Halliburton won’t bid on Iraqi reconstruction

After weeks of controversy centering on a $600 million Iraq reconstruction contract and the Bush administration’s closed-door negotiations, Houston-based Halliburton recently declined its invitation to bid. Halliburton, instead, will contend to become a secondary contractor.

Halliburton has received negative media coverage because of the company’s relationship to the Bush administration. Vice President Dick Cheney was chief executive officer from 1995 to 2000. Halliburton officials won’t say if the decision was related to the controversy.

Halliburton’s subsidiary Kellogg, Brown & Root is currently under a federal contract to extinguish oil well fires in Iraq.

“If you separate out the Cheney issue, it [choosing a firm with post-war experience] makes a lot of sense,” Bathsheba Crocker, an employee at the Center for Strategic and International Studies, told The Associated Press. “But at the same time, you can’t separate out the Cheney issue as a political matter. It’s obviously why they’re in political hot water.”

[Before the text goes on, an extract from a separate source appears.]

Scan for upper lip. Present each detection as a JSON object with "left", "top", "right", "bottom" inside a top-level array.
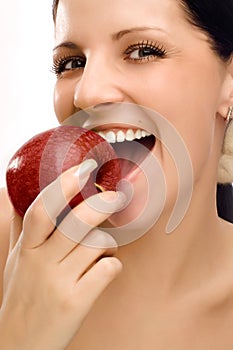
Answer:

Criticism began when the U.S. Agency for International Development invited select contractors to bid on the reconstruction work in Iraq — construction work that is expected to take over 21 months. While the firms weren’t identified by USAID, The Wall Street Journal identified the invitation list, including KBR, Bechtel Group, Parsons Corp., Louis Berger Group, Fluor Corp. and Washington Group International.

The head of the State Department’s USAID argued the invitations were meant only to expedite the process, and that the companies invited were a small group of well-experienced firms that are top contenders for prime contracts.

The Center of Responsive Politics, a group that tracks political donations, told The Associated Press the companies that received invitations to bid, and individuals associated with them, made $3.5 million in political contributions from 1999 to 2000. Two-thirds of those contributions went to Republicans.

Members of the United Nations and British Prime Minister Tony Blair have urged the Bush administration to involve international corporations in the reconstruction of Iraq. On March 25 President Bush waived a law that restricted reconstruction work to American firms.